Kershaw took a week-long induction course at VisitEngland’s headquarters in London when she met the organisation’s editorial team who taught her about the tone of voice. After that, Rachel is free to blog as she pleases on the way around.

Holloway says the campaign has a budget of £35,000 which has covered the cost of pimping a classic VW in a VisitEngland wrap as well as red and white bedding and crockery inside as well as the kit to help the Rachel tweet, blog and post about her experiences as she travels – two video camera, one handheld and one on the roof of the van, an iPhone, an iPad and a laptop.

The VisitEngland team is looking for a substantial return on its investment in Rachel’s trip.

“We would like to see a 10:1 ROI on the budget, so PR coverage worth £350,000. I think we will definitely reach that and then some.”

That return comes in different ways – coverage of the competition to find the person to be the Fan, content gathered along the journey and PR generated along the route. “A lot of regional radio stations and newspapers have got on board with the campaign and interviewed Rachel,” says Holloway.

There are no specific targets for Rachel’s blog but the team had a target of 2,000 followers for the @faninavan Twitter account by the end of the trip. She has around 1,000 now at the half way point so she is on track.

Holloway has some tips for tourist boards looking at doing something similar.

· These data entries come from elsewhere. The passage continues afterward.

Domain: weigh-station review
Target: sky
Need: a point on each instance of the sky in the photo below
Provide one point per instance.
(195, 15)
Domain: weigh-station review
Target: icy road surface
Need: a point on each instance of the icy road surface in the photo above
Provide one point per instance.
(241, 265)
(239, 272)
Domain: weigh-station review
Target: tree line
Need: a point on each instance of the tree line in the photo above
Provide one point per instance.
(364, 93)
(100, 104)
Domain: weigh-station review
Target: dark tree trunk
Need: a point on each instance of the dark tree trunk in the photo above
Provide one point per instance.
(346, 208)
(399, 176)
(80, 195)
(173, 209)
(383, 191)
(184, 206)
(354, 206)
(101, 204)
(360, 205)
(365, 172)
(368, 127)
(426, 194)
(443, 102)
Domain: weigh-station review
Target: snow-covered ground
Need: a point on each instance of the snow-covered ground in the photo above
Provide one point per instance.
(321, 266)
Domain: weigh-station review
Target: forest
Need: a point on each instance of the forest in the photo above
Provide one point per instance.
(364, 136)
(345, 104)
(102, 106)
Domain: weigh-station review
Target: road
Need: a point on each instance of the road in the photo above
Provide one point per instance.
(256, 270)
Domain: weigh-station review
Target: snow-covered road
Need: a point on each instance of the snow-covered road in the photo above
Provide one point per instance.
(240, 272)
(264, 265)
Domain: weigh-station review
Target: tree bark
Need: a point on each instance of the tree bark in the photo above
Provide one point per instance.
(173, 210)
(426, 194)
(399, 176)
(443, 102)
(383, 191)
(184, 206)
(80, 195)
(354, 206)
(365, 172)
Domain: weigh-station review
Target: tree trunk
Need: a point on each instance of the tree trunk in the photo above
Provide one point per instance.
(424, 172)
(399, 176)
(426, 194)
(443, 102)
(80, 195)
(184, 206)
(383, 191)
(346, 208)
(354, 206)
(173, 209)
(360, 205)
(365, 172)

“Definitely do it – it has been brilliant,” she says. “What has been fantastic is how much the destination management organisations have got on board and really shaped her journey. They have organised VIP activities and behind the scenes tours. From an internal PR perspective it has been brilliant.”

What would they do differently?

She says, “We would look at the itineraries further in advance because they are very fiddly. We do them in week chunks and work on them a week in advance.”